*Disclaimer*: I began writing this piece a few months ago when I started to make new friends who seemed to be more my speed and with whom I could have long-lasting relationships while in Korea. After speaking to a friend who is leaving in the next couple of months, I felt like this was something that should be shared.
People are disposable. You may have experienced this back home by using Tinder or any online dating website/ app, but truly: people are disposable. I discovered this to some degree back in Vancouver having used Plenty Of Fish on occasion, and in Toronto on Tinder. You meet someone, they’re great, but you could probably do just a little bit better. You have no mutual friends with this person, so if you brush them off you really owe them nothing and if you behave less than admirably – who’s going to know? While you’re rationalizing to yourself, the guy or girl sitting across from you is thinking the exact same thing. Fortunately, you can always fall back on your network of friends – a highly curated group of beautiful, talented individuals with whom you have tons in common.

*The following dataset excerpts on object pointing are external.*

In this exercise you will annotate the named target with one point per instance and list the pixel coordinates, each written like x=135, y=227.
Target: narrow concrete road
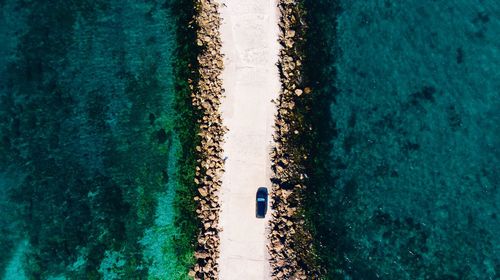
x=249, y=34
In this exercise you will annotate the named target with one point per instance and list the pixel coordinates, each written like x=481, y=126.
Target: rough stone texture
x=290, y=242
x=206, y=97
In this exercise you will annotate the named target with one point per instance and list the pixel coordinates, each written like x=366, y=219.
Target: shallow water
x=88, y=147
x=411, y=124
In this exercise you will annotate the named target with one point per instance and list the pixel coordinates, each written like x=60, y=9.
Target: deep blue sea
x=412, y=127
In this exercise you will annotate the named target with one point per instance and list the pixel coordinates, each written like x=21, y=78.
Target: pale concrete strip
x=249, y=34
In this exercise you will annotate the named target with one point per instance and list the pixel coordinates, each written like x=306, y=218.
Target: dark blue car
x=261, y=202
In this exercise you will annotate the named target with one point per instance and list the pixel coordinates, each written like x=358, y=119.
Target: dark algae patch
x=405, y=149
x=96, y=132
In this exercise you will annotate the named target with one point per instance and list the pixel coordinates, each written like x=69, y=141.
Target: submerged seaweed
x=92, y=155
x=404, y=165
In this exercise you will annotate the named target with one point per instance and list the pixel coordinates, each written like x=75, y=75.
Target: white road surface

Flash forward to Korea. Everyone has a degree and everyone is from one of a selected few Native English-speaking countries (Canada, the United States, the United Kingdom, Australia, New Zealand, or South Africa). You’re new here and are automatically sorted into one of two groups: “Wanderlust” or “LBH”.
“LBH” stands for: “Loser Back Home” – the kind of individual who has trouble making friends back in their home country, and even more trouble finding a career (a job beyond “Barista with a Degree”). They do tend to make friends here often out of necessity, but more often than not they’re guys in their mid-twenties who have never had a girlfriend and seek to be the novelty foreigner on a hot Asian girl’s arm.
“Wanderlust” is the name I’ve coined for the other category based on the number of tattoos with this little word in as many fonts as I can name on English Teachers and Travel Bloggers alike. These people have an insatiable thirst for worldly knowledge. Their ultimate best friends are the wanderlust guilt (love you, miss you Mom and Dad!) and their well-stamped passport. Outgoing and friendly, they make new pals very easily and cultivate fun, intellectual, entertaining relationships. Many of these people have had satisfying and impressive careers back home, but ultimately have given them up to traverse the globe.
That’s the thing – the wanderlust people (well, we wanderlust people) are used to making sacrifices. With these sacrifices comes a certain comfort over time and ease of picking up and leaving. I’ve lived in several places thus far, leaving Toronto for Italy, Italy for Toronto, Toronto for Kingston, Kingston for Port Hope, Port Hope for Vancouver, Vancouver for Toronto, Toronto for Atlanta, Atlanta for Toronto, and Toronto for Korea. Each time I leave it becomes easier to turn off the painful sense of going away, preferring to simply remember the good times I’ve had and the great things I’ve learned from all the wonderful people I’ve been fortunate enough to meet. This also makes it very easy to find a new shiny friend and neglect important “classic” relationships.
In any situation that employs a large number of expats and immigrants (that’s right folks – I’m both!) there’s an opportunity to get welcomed (or stuck!) into a foreigner community. Because this community is in a bubble, there’s more opportunity for drama to occur and with that comes a lot of hurt feelings. When we create immediately strong bonds with new people in our community we often forget about the people who made us feel so comfortable and special when we first arrived (the classics, if you will). They become disposable, and in turn so will we be. Most people that come to Korea from one of the aforementioned countries only stays for a year or two. Three years and you’re pushing it. Beyond 3, you’re a lifer. With all of these people coming and going in the revolving door of recruitment it’s tough forming real attachments knowing the person may leave before you, or that you’ll be jet-setting elsewhere before they’re finished their contract.
It’s important to cultivate new relationships, but make sure to put in the work on your old ones (remember – the classics). You never know when someone with whom you swiped right might get bored and decide to un-match. In our digital society time is fleeting and everyone is disposable – even you.